I want to write this (-0.67) in an appropriate 8-bit Qn.m format how can I do that? normally we have -1.67 which can be represented as 2-bits for the integer part and 4 bits for the fraction part but now we have -0.67 how can we assign number of bits to it?
Change -0.67 floating point to fixed point
106 views Asked by Fatima Ismail At
2
There are 2 answers
0
On
Not sure why you said -1.67 took 2 bits for the integer and 4 for the fraction. If you're using fixed point, the number of bits on either side of the point is, well, fixed. If you're using 4.4, for example, then you get these:
+1.67 = 0001.1011₂ (rounded), so -1.67 = 1110.0101₂
+0.67 = 0000.1011₂ (rounded), so -0.67 = 1111.0101₂
Four binary digits right of the point gets you down to sixteenths, so you want to convert 0.67 to the closest sixteenth. Decimal 0.67 is just another way to write 67/100; the LCM of 100 and 16 is 400, so converting to that denominator we get 268/400. That falls between 10/16 = 250/400 (0.1010₂) and 11/16 = 275/400 (0.1011₂), but closer to 11/16, so 0.1011₂ is our answer for the fractional part.
How to convert a number to fixed point representation
f = Number of decimal bits
n = Floating point number
a = n * 2^f
b = fix(a) or round(a) ('underlying' integer associated with the fixed point number)
binary fixed point (bfp) = b/(2^f)
Example:
Let:
f = 4
n = .67
a = .67 * 2^4
a = 10.72
b = fix(a) # use a rounding scheme get the precision we want, fix() rounds toward 0
b = 10
bfp = b/2^4
bfp = 10/2^4
bfp = .625 (as a float; which is an approximation; we lost precision using a finite number of fractional bits)

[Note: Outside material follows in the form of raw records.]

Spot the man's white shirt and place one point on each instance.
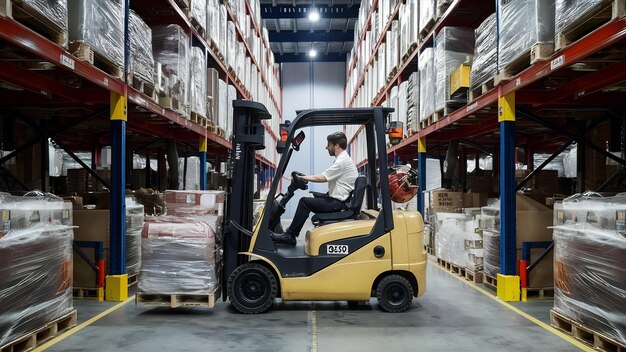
(341, 176)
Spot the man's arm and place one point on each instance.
(315, 178)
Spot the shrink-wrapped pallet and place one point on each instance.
(134, 226)
(590, 272)
(569, 12)
(170, 47)
(523, 23)
(35, 278)
(198, 91)
(178, 256)
(100, 25)
(485, 54)
(141, 60)
(213, 98)
(426, 64)
(53, 10)
(453, 46)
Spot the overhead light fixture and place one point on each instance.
(314, 16)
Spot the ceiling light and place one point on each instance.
(314, 16)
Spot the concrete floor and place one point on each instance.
(451, 316)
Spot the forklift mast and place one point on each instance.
(249, 136)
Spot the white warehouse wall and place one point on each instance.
(311, 85)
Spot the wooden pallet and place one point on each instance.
(198, 119)
(92, 293)
(143, 86)
(40, 335)
(538, 52)
(84, 52)
(473, 276)
(588, 336)
(21, 12)
(176, 300)
(604, 12)
(482, 89)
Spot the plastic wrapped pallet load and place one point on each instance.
(178, 256)
(454, 232)
(100, 25)
(570, 12)
(426, 64)
(134, 226)
(523, 23)
(141, 59)
(485, 54)
(36, 278)
(170, 47)
(53, 10)
(453, 46)
(198, 91)
(533, 221)
(590, 263)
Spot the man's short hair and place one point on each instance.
(338, 138)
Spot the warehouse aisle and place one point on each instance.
(452, 316)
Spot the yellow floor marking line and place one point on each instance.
(522, 313)
(79, 327)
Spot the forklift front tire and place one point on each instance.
(252, 288)
(394, 293)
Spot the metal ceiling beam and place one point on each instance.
(337, 11)
(332, 36)
(306, 58)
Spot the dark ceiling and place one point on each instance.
(293, 35)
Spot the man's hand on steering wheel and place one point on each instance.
(298, 182)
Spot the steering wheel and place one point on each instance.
(298, 182)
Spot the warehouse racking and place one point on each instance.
(61, 97)
(542, 108)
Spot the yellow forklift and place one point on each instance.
(366, 250)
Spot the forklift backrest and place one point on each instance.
(356, 202)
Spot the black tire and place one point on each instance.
(252, 288)
(394, 293)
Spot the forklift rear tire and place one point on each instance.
(252, 288)
(394, 293)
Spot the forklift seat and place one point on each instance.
(353, 205)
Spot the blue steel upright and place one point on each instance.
(421, 172)
(506, 118)
(117, 235)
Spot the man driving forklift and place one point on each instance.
(340, 177)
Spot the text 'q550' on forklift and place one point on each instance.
(358, 253)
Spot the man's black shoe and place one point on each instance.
(283, 238)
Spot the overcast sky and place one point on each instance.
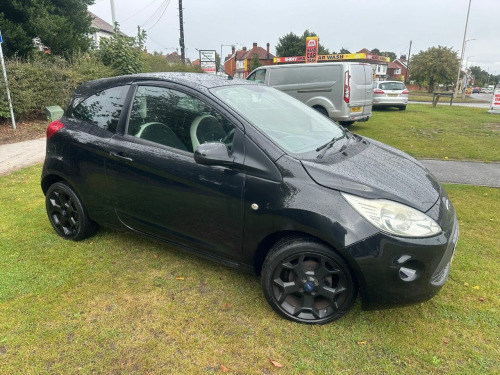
(353, 24)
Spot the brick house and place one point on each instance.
(237, 64)
(398, 69)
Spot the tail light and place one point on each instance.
(53, 128)
(347, 87)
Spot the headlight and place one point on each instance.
(394, 218)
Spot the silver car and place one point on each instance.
(390, 94)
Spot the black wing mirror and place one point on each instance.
(213, 153)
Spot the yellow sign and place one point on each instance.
(312, 49)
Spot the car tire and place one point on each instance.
(67, 214)
(308, 282)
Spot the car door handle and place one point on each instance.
(120, 156)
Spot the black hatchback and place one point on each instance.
(250, 177)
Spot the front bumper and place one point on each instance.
(399, 271)
(390, 101)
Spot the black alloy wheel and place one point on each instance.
(67, 214)
(308, 282)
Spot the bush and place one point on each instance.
(158, 63)
(45, 80)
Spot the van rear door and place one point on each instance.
(361, 84)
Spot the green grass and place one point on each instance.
(121, 304)
(442, 133)
(424, 96)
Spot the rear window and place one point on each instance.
(392, 86)
(103, 109)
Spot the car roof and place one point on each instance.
(200, 81)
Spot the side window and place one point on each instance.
(103, 109)
(175, 119)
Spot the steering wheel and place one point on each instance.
(146, 125)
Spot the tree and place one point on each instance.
(62, 25)
(123, 53)
(294, 45)
(435, 65)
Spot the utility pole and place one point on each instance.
(408, 65)
(181, 39)
(113, 16)
(462, 54)
(4, 70)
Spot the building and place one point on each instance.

bfp as binary s3.4 format = 0000.1010
You could also think of this number as the integer 10, with an associated scale factor of 2^4.
To get the negative-> take the twos complement
First take the one's complement then add 1
bfp ones = 1111.0101
bfp twos = 1111.0110
The float minus .67 is 1111.0110 in signed two's complement binary s3.4 format.
You could also think of this the integer -10 with an associated scale factor of 2^4.
This process of taking a float and converting to a fixed point number with finite precision (a finite number of fractional bits) is also known as quantization.
One way to perform quantization is to use the Matlab quantizer/quantize functions, or the Matlab Fi object.